High school isnít always the best time of life for students who are targets of bullying and put-downs. In the Armstrong School District, students and staff are taking a preventative approach to eliminating this type of behavior through what is known as the "Starfish Program."

The program, which was presented to the district by educational consultant Dennis R. Barger earlier this year, clearly defines bullying behavior as "any word, sign or action that inflicts or threatens to inflict physical and/or emotional injury to a person's body, feelings or possessions." The primary goal of the program is to make schools safer and institute a more productive learning environment for all students. "Starfish is really a very simple, practical program," explains Mr. Barger, who after 32 years of teaching 6th grade in the Karns City School District, has made Starfish his life's mission. "You don't need a lot of material. Just start with the heart."

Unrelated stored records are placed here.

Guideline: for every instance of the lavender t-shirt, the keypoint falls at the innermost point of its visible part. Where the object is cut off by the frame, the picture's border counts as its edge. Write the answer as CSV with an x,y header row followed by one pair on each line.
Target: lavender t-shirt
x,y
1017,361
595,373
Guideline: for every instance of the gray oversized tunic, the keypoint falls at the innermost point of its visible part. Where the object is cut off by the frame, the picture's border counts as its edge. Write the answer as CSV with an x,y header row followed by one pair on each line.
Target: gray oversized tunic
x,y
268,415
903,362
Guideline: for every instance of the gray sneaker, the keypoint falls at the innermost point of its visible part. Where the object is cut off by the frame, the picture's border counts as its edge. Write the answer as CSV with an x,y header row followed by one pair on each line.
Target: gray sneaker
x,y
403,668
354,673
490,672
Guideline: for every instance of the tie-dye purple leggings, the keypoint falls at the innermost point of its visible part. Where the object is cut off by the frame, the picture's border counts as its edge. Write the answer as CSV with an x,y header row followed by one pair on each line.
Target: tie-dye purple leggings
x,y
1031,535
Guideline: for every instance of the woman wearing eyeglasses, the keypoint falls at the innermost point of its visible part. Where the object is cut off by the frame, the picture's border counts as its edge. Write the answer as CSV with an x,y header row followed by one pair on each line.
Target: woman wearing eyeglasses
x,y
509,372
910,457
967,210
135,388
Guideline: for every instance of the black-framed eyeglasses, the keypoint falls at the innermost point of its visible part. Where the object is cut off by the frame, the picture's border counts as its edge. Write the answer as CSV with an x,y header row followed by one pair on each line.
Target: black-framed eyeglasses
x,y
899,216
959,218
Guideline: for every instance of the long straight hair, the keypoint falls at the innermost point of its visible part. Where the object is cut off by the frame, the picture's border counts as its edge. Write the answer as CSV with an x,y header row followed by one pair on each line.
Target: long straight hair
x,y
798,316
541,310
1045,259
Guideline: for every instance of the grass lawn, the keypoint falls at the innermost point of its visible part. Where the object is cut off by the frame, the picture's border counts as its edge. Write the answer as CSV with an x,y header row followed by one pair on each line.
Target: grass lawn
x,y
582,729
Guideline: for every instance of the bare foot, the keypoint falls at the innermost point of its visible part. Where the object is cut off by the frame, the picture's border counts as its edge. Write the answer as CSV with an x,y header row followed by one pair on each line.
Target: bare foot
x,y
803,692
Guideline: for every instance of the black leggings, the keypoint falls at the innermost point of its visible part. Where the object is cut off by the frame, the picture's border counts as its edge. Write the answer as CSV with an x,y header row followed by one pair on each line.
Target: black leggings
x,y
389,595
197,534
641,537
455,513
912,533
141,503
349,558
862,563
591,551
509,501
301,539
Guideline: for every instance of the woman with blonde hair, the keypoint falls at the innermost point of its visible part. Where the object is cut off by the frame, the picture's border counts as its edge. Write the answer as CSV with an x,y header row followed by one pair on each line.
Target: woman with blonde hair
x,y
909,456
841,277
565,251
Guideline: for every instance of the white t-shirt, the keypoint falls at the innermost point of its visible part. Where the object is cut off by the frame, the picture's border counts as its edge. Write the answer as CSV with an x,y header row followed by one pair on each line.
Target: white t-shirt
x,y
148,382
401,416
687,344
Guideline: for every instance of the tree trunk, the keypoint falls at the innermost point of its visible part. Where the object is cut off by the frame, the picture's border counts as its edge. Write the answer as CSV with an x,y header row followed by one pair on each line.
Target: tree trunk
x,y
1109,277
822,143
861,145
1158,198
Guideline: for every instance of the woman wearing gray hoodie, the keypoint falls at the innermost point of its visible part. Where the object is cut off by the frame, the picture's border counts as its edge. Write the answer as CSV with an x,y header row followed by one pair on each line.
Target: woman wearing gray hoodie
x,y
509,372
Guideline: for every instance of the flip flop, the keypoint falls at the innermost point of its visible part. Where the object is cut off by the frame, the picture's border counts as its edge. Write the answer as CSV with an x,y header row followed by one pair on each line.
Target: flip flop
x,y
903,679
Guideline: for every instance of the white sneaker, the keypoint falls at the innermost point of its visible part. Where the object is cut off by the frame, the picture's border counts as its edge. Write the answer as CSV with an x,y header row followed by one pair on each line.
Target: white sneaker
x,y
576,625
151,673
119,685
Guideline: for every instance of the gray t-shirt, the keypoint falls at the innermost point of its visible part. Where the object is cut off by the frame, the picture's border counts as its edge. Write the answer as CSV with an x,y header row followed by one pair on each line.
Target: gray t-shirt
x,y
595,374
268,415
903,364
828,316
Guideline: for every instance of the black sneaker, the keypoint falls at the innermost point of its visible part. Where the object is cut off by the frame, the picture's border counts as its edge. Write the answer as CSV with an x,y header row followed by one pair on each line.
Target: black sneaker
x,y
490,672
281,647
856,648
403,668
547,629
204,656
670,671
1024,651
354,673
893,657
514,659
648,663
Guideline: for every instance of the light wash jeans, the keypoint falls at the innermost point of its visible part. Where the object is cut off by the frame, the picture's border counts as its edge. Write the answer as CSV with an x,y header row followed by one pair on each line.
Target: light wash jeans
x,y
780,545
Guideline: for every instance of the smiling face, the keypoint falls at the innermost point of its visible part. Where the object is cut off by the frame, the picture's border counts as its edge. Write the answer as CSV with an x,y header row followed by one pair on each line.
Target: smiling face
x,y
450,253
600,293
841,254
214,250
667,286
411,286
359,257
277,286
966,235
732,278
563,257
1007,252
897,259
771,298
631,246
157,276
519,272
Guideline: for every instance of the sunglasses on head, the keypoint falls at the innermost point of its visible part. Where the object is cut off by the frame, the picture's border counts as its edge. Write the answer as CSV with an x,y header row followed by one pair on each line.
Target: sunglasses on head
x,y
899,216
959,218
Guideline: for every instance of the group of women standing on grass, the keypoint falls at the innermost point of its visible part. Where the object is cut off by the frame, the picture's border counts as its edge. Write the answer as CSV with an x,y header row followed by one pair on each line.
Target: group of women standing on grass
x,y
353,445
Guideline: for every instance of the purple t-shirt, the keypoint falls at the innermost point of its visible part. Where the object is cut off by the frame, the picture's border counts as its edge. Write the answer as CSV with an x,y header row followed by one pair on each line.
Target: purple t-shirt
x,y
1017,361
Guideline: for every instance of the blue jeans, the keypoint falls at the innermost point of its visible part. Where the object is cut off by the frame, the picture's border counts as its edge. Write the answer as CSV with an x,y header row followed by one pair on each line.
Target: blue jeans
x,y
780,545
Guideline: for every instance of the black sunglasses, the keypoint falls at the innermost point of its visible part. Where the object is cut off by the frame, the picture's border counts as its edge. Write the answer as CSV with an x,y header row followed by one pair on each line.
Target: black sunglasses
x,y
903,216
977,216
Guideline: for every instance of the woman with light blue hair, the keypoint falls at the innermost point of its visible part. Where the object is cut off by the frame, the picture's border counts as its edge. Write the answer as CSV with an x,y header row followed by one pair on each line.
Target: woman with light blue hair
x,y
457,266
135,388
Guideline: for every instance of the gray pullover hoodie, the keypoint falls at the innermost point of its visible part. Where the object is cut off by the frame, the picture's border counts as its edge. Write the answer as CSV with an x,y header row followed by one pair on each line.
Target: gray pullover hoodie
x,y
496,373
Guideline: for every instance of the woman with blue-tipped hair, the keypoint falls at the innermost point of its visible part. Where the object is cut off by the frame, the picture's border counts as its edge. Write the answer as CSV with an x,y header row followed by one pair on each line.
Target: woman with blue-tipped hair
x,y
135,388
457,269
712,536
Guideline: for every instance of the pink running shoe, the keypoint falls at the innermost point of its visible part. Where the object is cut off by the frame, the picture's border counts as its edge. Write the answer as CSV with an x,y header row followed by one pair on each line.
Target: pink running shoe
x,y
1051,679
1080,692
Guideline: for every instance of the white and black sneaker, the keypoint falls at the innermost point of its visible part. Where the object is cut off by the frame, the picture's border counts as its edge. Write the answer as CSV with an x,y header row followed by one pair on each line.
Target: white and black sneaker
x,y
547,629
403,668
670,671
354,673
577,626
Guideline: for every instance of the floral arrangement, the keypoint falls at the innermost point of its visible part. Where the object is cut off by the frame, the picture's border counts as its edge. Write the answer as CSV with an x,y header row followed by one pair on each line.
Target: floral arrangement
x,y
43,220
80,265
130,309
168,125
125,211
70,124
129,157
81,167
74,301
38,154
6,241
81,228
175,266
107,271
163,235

The program's name originates from the story of a man who met a young boy tossing beached starfish back into the ocean. When told that his efforts were in vain because he couldn't possibly save all of the thousands of starfish that had washed ashore, the boy held a single creature in his small hand and replied, "Well, I am going to save this one." Mr. Barger alludes to the prevalence of violence on television and film as a negative influence on today's youth, as well as less stable home environments and the significance that society places on money and materialism today. For those who are targets of put-downs, the emotional gamut may run from sadness and anger, to revenge and possibly violence. Mr. Barger points out that the students at Columbine High School were targets of bullies, and the unthinkable happened in part because no one recognized the warning signs.

"The most powerless group of people in the country today are kids. I'm a proponent of discipline with dignity. We need to point kids in the right direction without breaking their spirit. People don't always realize that sometimes these kids are just trying to survive from one day to another."

Earlier this year, Mr. Barger made presentations to ASD educators on the basic components of the program, which include team building and effective communication skills. Since then, teachers have followed up with in-service training and have worked to develop and incorporate their own Starfish Programs.

At Lenape Elementary School, recent in-service programs focused on team building and Starfish principles. Principal Eileen Amato says her staff has set goals to establish "no put-down" playground and cafeteria environments.

Lenape Elementary teachers wear Starfish pins in the classroom, and incorporate principles of the program into classroom learning. Classes who display exemplary Starfish behavior are recognized on the school's "Wall of Fame." Mrs. Amato also believes that the Starfish Program has made Lenape Elementary students more sensitive to the special needs of the Emotional Support children who share the building. She says the student body has made these children feel welcome by including them in playground and other school activities.

"The biggest thing that the program has done at our school is create an awareness in the minds of our students as to how they should treat other students," says Mrs. Amato. "The Starfish Program sets a behavioral standard in which they can relate to and use as a guide."